I also realize Portugal is merely a step in the right direction on the spectrum, not some utopia for elderly people. If it were, more would be done to curb the housing crisis pricing them out of their homes. If it were, there wouldn’t be hundreds of excess deaths during heatwaves. There are cultures outside of the Western world that show much greater deference to elders. Capitalist countries, even ones with more of a social safety net, will likely always fall short of giving elderly people the respect and dignity they deserve because the market is rarely incentivized to protect non-working populations.
Still, a step in the right direction has been perspective-altering. Enough so to reduce some of my anxiety about aging. Getting older will come with challenges regardless of where I live, but here, I’ve seen that aging doesn’t have to suck.
If I’m fortunate enough to call Portugal home for the remainder of my days (which is my intention, although life and immigration can be unpredictable), I look forward to maintaining my independence and social life, posting up at the quiosque, savoring simple pleasures up until the very end. It’s comforting to know I won’t be one fall or illness away from financial ruin. Having people clear the sidewalks as I stroll through the neighborhood like royalty might grow on me, too.
Rather than surrendering to the usual birthday dread, I'm throwing a big party in a couple of weeks. A friend shares the same birthday, so we're combining celebrations. It’s something I would have avoided in recent years, taking cues from older adults in my life who always seemed embarrassed by their aging, deflecting with self-deprecating jokes about being washed up.
I very much like being 34. I’d stay here longer if I could. But Father Time is undefeated, so I’m slowly making peace with another year biting the dust. Watching elderly Portuguese people move through their days with purpose and dignity has helped. I look forward to following their lead one day.
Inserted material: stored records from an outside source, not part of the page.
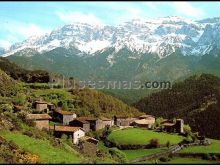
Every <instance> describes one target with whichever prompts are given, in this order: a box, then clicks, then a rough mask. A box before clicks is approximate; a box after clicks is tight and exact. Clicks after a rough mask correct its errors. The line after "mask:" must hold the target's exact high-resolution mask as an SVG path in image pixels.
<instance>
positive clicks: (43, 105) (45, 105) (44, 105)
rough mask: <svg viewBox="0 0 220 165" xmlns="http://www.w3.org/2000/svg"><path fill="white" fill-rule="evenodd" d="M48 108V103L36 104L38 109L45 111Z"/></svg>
mask: <svg viewBox="0 0 220 165" xmlns="http://www.w3.org/2000/svg"><path fill="white" fill-rule="evenodd" d="M45 109H47V104H36V110H38V111H43V110H45Z"/></svg>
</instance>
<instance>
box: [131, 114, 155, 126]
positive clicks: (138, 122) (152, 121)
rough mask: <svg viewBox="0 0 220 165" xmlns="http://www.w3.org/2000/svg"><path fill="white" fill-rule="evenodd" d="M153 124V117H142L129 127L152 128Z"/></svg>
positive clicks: (137, 119) (138, 119) (134, 121)
mask: <svg viewBox="0 0 220 165" xmlns="http://www.w3.org/2000/svg"><path fill="white" fill-rule="evenodd" d="M154 123H155V117H153V116H151V115H142V116H140V117H139V119H137V120H135V121H134V122H133V123H132V124H131V125H132V126H134V127H142V128H152V125H153V124H154Z"/></svg>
So this year, I'm celebrating. And when I toast, it won’t just be to surviving another year, but to the possibility that the decades ahead might be far richer, far more fulfilling than I once thought possible.
I think some of this is down to infrastructure too. If you live in a walkable, dense environment you can keep up with your day-to-day more so than if you are stranded in sprawl somewhere and no longer able to drive. And, I've also noticed part of the infrastructure here is the existence of non-emergency ambulances (more like vans) that pick up elderly people for their doctors' appointments.
From the moment we draw our first breaths we are aging. We all come with expiration dates, yet we can rarely know precisely when they will arrive. So in the meantime, what will we choose to do with this opportunity of consciousness in human form? You have chosen to live in a place where you get to see how some are going about living out those choices. In ways that sometimes are quite different from whence you came. It’s so cool to see, through your eyes, how you are processing that!